Sicilya’nın Siraküza kenti antik çağlarda korku saçan tiranlar tarafından yönetilirmiş. Tiranın biri gider, biri gelirmiş.
Bunlardan biri Gerone! can çekişiyor.
Halk “Aman bir an önce ölse de kurtulsak!” diyor…
Ama o ne?
Yaşlı bir kadın bir köşede “Tanrım aman onu alma!” diye dua ediyor.
Duyanlar “Hasta mısın” diye kadına atarlanıyorlar.
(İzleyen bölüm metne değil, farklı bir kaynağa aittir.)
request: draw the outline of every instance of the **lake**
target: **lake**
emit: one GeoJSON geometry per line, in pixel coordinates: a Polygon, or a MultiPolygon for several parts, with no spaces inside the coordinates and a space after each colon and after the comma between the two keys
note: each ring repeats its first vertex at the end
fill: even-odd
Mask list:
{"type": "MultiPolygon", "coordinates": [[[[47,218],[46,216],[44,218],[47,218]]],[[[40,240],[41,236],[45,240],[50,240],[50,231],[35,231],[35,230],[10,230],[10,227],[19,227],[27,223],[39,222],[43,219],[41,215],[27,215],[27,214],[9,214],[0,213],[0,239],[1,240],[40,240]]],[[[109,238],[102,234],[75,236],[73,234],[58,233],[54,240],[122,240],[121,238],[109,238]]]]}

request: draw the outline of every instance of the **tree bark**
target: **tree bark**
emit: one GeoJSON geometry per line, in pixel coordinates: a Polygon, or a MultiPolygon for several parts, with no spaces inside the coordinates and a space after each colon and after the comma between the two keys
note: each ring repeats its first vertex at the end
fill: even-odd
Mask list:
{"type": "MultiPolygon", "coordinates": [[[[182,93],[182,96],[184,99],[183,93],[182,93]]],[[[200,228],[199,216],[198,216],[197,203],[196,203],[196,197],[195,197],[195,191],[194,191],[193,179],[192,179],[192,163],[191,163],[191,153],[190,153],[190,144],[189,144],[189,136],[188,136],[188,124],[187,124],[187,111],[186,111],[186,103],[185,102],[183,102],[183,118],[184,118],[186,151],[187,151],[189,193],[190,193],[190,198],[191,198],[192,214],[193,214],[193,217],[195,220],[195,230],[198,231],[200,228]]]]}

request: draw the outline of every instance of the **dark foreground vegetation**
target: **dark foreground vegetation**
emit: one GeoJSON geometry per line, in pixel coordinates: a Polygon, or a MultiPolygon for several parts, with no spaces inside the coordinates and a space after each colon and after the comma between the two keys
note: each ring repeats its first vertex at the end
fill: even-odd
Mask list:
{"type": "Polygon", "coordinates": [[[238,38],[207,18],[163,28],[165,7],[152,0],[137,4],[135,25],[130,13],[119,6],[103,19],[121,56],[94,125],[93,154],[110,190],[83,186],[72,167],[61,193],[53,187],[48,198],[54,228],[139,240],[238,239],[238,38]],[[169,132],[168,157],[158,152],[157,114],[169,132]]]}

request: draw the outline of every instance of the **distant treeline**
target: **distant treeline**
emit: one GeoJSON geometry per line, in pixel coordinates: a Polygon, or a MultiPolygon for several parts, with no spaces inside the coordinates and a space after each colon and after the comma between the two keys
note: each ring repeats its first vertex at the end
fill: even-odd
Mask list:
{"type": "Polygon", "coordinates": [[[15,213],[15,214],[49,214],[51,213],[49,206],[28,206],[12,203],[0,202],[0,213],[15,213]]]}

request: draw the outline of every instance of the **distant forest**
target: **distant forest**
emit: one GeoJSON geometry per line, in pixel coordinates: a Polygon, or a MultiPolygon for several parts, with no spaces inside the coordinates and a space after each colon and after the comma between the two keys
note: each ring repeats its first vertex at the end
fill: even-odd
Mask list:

Öfkeyle üzerine gelenlere kadın şu yanıtı veriyor:
“Daha önce ne zaman bir tiranın ölümüne çalıp oynadıysak, arkasından beteri geldi. Tecrübemle sabit ki bu ölünce yerine daha korkuncu gelecek. Onun için bu kalsın. Bununla yetinmeyi öğrenelim!”
Demirel hoşgörüsünün sınırları
Demirel’in ardından televizyonlardaki yorumları dinledikçe; aklıma, bizde “gelen gideni aratır” sözüyle anlatılan durumun karşılığı olan bu İtalyan öyküsü geliyor.
Demirel’in zamanını özgürlükler ve hoşgörü dönemi olarak anan hepimiz… Siraküzalı yaşlı kadını hatırlatıyoruz.
Bugünden geri dönüp bakıldığında çünkü Demirel müthiş bir hoşgörü abidesi gibi görünüyor.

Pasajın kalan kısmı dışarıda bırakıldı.